VIENNA, Austria
Iran opens alleged testing site to U.N.
Iran has agreed to give U.N. inspectors access to a huge military complex that the United States alleges is linked to a secret nuclear weapons program, the head of the International Atomic Energy Agency said yesterday.
IAEA Director General Mohamed ElBaradei told The Associated Press he expected his experts to visit the Parchin site “within days or weeks.”
The U.N. nuclear watchdog agency has been pressing Tehran for months to be allowed to inspect the Parchin military site, used by the Iranians to research, develop and produce ammunition, missiles and high explosives.
In leaks to media last year, U.S. intelligence officials said a specially secured site on the Parchin complex, 20 miles southeast of Tehran, may be used in research on nuclear arms, specifically in making high-explosive components for use in atomic weapons.
BAGHDAD, Iraq
Suicide and car bombs kill 25 in Iraq
A suicide attacker blew up an explosives-laden car yesterday outside a police academy south of Baghdad during a graduation ceremony, killing 20 people. A second car bomber killed five Iraqi policemen — bringing the death toll to at least 90 so far this week in surging violence aimed at derailing this month’s elections.
Despite the mounting attacks and death toll, Iraq’s interim leader again insisted the ballot would go ahead as planned.
The bloodshed raised the death toll from insurgent attacks to more than 90 in the last four days.
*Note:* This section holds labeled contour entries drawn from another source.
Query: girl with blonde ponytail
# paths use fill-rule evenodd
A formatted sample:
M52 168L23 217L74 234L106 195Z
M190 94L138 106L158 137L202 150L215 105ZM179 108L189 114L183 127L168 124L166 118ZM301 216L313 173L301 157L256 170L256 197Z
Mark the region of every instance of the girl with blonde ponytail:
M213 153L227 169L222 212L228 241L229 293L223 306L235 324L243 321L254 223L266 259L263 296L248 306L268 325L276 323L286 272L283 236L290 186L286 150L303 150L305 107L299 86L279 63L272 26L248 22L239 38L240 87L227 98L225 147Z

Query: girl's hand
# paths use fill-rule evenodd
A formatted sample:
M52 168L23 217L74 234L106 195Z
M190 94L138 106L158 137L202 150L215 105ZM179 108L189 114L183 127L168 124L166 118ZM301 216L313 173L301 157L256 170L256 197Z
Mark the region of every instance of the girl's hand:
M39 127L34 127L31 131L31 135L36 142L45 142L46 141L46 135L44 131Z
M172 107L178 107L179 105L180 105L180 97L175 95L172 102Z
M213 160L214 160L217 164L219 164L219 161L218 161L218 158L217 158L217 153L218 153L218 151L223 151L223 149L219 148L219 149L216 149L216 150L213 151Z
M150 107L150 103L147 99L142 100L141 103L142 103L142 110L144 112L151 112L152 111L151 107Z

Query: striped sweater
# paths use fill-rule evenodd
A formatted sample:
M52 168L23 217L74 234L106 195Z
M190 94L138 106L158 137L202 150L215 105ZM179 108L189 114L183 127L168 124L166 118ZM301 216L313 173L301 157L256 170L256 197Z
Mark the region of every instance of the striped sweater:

American and Iraqi leaders insist the vote would go forward as scheduled despite the violence aimed against holding the ballot.
“We will not allow the terrorists to stop the political process in Iraq,” Iraqi Interim Prime Minister Ayad Allawi, a secular Shiite leader, said yesterday. “The elections process is the basis for the deepening of the national unity in Iraq.”
SAN JUAN, Puerto Rico
Guantanamo abuse investigation begins
The U.S. military command that runs the prison for terrorist suspects at Guantanamo Bay, Cuba, has opened an investigation into allegations of prisoner abuse outlined in recently released FBI documents, officials said yesterday.
But human rights groups yesterday called for an independent investigation into abuse at Guantanamo where 550 detainees from nearly 40 countries are accused of links to Afghanistan’s ousted Taliban regime or al-Qaida terror network.
“Although more transparency is always welcome we’re way past the point where internal inquiries can be considered sufficient,” said Alistair Hodgett, a spokesman for London-based Amnesty International.
Documents published last month show that FBI agents sent to Guantanamo warned the government about abuse and mistreatment when the first prisoners arrived in 2002, more than a year before a scandal over mistreatment at Iraq’s Abu Ghraib prison.
MIAMI
Scammers try to gain from tsunami donations
With private donations pouring into charities, law enforcement officials say scam artists claiming to represent tsunami relief organizations are using e-mails and telephone calls to attempt to steal donations and swipe donors’ identities.
Several states and consumer watchdog agencies have issued warnings in recent days, noting that an outpouring of generosity for victims of the Indian Ocean tsunami has opened the door for con artists who want to prey upon U.S. philanthropy.
“We don’t want someone who is charitable and is supportive of the victims over there to become a victim of identity theft,” said Bob Breeden, who heads the Florida Department of Law Enforcement’s computer crimes center.